On Mon, Mar 17, 2014 at 11:50 PM, Merlin Moncure <mmoncure@gmail.com> wrote:
On Mon, Mar 17, 2014 at 12:57 PM, Atri Sharma <atri.jiit@gmail.com> wrote: > >> There's a big difference between saying to the planner, "Use plan X" >> vs "Here's some information describing the data supporting choosing >> plan X intelligently". The latter allows for better plans in the face >> of varied/changing data, integrates with the planner in natural way, >> and encourages users to understand how the planner works. > > +1 > > I was thinking of varying the 'weight' of a user defined plan by an fixed > experimental factor to tell the planner to give higher/lower preference to > this plan, but after your idea above, I think Stephen's point of introducing > a GUC for the factor is the only way possible and I agree with him on the > point that eventually the user will figure out a way to force usage of his > plan using the GUC.
GUC is not the answer beyond the "broad brush" mostly debugging level features they already support. What do you do if your plan simultaneously needs and does not need nestloops?

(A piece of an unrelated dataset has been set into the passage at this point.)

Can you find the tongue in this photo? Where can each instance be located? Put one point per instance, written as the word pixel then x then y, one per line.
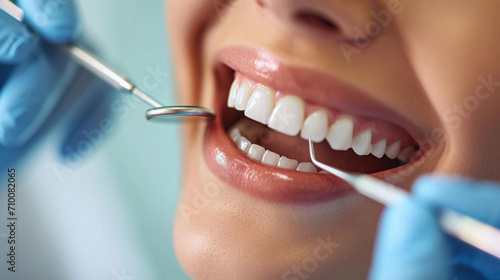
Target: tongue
pixel 294 147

A query plan is a complicated thing that is the result of detail analysis of the data. I bet there are less than 100 users on the planet with the architectural knowledge of the planner to submit a 'plan'. What users do have is knowledge of the data that the database can't effectively gather for some reason. Looking at my query above, what it would need (assuming the planner could not be made to look through length()) would be something like:
SELECT * FROM foo WHERE
length(bar) <= 1000 WITH SELECTIVITY 0.999 AND length(bar) >= 2 WITH SELECTIVITY 0.999;
Wont this have scaling issues and issues over time as the data in the table changes?
Suppose I make a view with the above query. With time, as the data in the table changes, the selectivity values wont be good for planning. This may potentially lead to a lot of changes in the view definition and other places where this query was used.
In general, I think I step back on my point that specifying the selectivity is a bad idea.
Could this also work (for the time being) for cross-column statistics?